Tindle credits longtime nurses as a key component of the hospital’s success. She also witnessed multiple remodels and expansions over the years. While parts of the hospital have been added on, a large portion of the structure — deemed sound after being struck by an EF-4 tornado in 2024 — dates back to 1950, with subsequent remodels.
Tindle recalls when the surgery department was added and when the hospital stopped delivering babies. She still encounters people around town whom she helped deliver.
She said working at a rural hospital had advantages, particularly the breadth of experience required.
“You were trained in so many areas,” Tindle said. “Nurses in metro hospitals, at that time anyway, didn’t have to be that way.”
Over her career, Tindle handled medication delivery, nebulizer treatments, bathing patients, emergency care, IV starts, IV medications and IV antibiotics.
“Your day depended on what the patient needed,” she said. “We had to do it all because you were working everywhere.”
She recalled Mercy student nurses being surprised by the pace and variety of care.
“I had a patient in special care, then I went to the ER, then I went to OB,” she said. “This is a 20-some-bed hospital. You have to do all that.”
Patient education was one of the most rewarding parts of her job, Tindle said. She remembers carefully teaching a patient how to use a nebulizer machine and later receiving a letter thanking her for taking the time.

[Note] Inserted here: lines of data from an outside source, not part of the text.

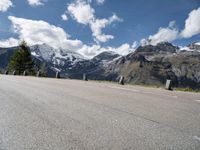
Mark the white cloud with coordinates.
[87,0,106,5]
[0,38,19,48]
[0,16,134,58]
[8,16,82,50]
[67,0,95,25]
[27,0,47,6]
[181,7,200,38]
[141,21,179,46]
[90,14,122,42]
[67,0,122,43]
[77,42,137,59]
[61,14,68,21]
[96,0,105,4]
[0,0,13,12]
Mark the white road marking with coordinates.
[109,86,140,92]
[109,86,178,98]
[193,136,200,142]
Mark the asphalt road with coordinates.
[0,75,200,150]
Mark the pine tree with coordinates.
[8,41,35,75]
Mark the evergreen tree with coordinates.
[8,41,35,75]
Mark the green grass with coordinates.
[174,88,200,93]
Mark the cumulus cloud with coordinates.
[0,0,13,12]
[61,14,68,21]
[96,0,105,4]
[0,16,134,58]
[0,38,19,48]
[67,0,95,25]
[90,14,122,42]
[67,0,122,43]
[8,16,82,50]
[181,7,200,38]
[27,0,47,6]
[78,42,137,59]
[141,21,179,46]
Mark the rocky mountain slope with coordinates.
[0,42,200,88]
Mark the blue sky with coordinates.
[0,0,200,56]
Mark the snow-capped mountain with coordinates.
[180,42,200,52]
[0,42,200,88]
[30,44,84,71]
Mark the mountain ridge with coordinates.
[0,42,200,88]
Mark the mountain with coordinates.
[93,43,200,88]
[0,42,200,89]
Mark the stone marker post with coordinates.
[56,72,60,79]
[119,76,124,85]
[83,73,88,81]
[165,80,172,90]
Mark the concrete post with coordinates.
[119,76,124,85]
[23,71,27,76]
[56,72,60,79]
[5,70,8,75]
[13,71,17,76]
[165,80,172,90]
[83,73,88,81]
[36,71,41,77]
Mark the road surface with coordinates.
[0,75,200,150]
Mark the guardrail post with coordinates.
[23,71,27,76]
[13,71,17,76]
[165,80,172,90]
[36,71,41,77]
[4,70,8,75]
[83,73,88,81]
[119,76,124,85]
[56,72,60,79]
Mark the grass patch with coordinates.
[174,88,200,93]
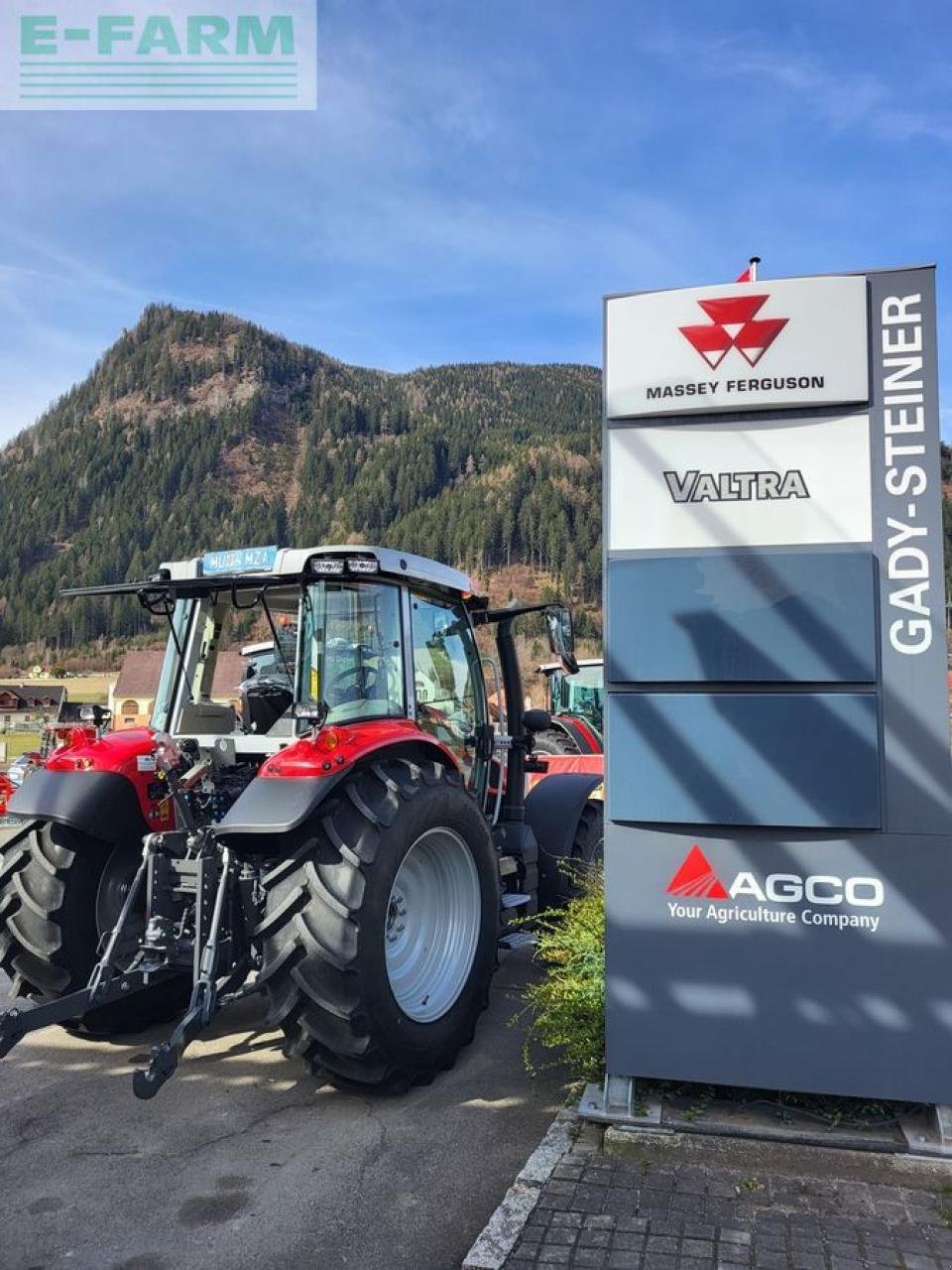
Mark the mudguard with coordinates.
[526,772,603,858]
[216,718,456,853]
[9,768,150,843]
[216,772,345,851]
[552,715,603,754]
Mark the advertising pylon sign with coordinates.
[604,268,952,1102]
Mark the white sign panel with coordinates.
[608,416,872,552]
[606,277,870,419]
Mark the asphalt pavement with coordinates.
[0,950,562,1270]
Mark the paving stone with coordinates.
[542,1225,579,1247]
[828,1239,860,1261]
[617,1216,648,1234]
[866,1244,898,1266]
[571,1248,608,1266]
[606,1252,641,1270]
[680,1238,713,1257]
[612,1230,645,1252]
[751,1248,789,1270]
[579,1230,612,1248]
[645,1230,678,1256]
[717,1243,750,1265]
[538,1247,571,1266]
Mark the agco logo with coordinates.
[678,296,789,371]
[666,844,885,908]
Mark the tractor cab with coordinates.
[538,658,604,753]
[0,545,602,1097]
[146,548,488,786]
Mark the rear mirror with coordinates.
[522,710,552,735]
[291,701,330,731]
[545,608,579,675]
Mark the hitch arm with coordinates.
[0,970,174,1058]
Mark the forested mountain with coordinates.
[0,306,600,648]
[0,305,952,662]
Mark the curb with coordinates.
[462,1110,594,1270]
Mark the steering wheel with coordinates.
[325,664,380,706]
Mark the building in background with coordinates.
[109,648,248,727]
[0,684,67,731]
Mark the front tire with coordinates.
[259,758,500,1088]
[0,822,189,1038]
[532,727,579,754]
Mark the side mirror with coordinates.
[545,608,579,675]
[522,710,552,735]
[291,701,330,731]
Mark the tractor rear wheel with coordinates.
[258,758,500,1088]
[0,822,190,1038]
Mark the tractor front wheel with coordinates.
[259,759,500,1088]
[0,822,190,1038]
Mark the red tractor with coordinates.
[536,658,604,754]
[0,546,598,1097]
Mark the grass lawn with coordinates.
[0,731,40,763]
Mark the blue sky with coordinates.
[0,0,952,440]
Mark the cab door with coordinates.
[410,591,491,804]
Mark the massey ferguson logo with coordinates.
[666,844,886,934]
[678,296,789,369]
[663,467,810,503]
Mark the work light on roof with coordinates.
[309,557,344,575]
[346,557,380,572]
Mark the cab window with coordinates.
[410,594,486,793]
[300,581,407,722]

In recent years, staff morale has continued to improve, something Tindle has observed closely since retiring. She remains involved through the Adair County Hospital Auxiliary and the hospital’s board of trustees, where she serves alongside Chairman Jimmy Freeland, Vice Chair Willard Olesen, Secretary-Treasurer Barb Kalbach, Bo Geidel, Mark Schildberg and Connie Hohertz.
She has also served on a patient and family advocacy team that brings diverse perspectives to help the hospital stay connected to patient experiences and outcomes.
“Seeing the nursing side and then the board of trustees side has been an eye-opener,” Tindle said. “We help manage the money and see where it goes and what it’s for. We get all the reports every month.”
In the beginning
According to local newspapers, more than 2,400 people visited the hospital during its open house in September 1950. Sixty hostesses representing Adair County churches escorted group tours as staff explained each department. The hospital cost $366,882.63 and was funded through a $100,000 county bond issue, a government grant and individual donations. A nursing staff of 27 assumed responsibility when the hospital opened.
Tindle said she has been impressed with the leadership of current CEO Catherine Hillestad, who began her role in 2021.
“It wasn’t even half a day after the tornado and she had secured the school so we could continue caring for patients,” Tindle said. “EMS was there, then we started doing labs and X-rays. I got a call from her at 10 o’clock that night explaining what had happened and what we were doing. Catherine and her executive team were wonderful.”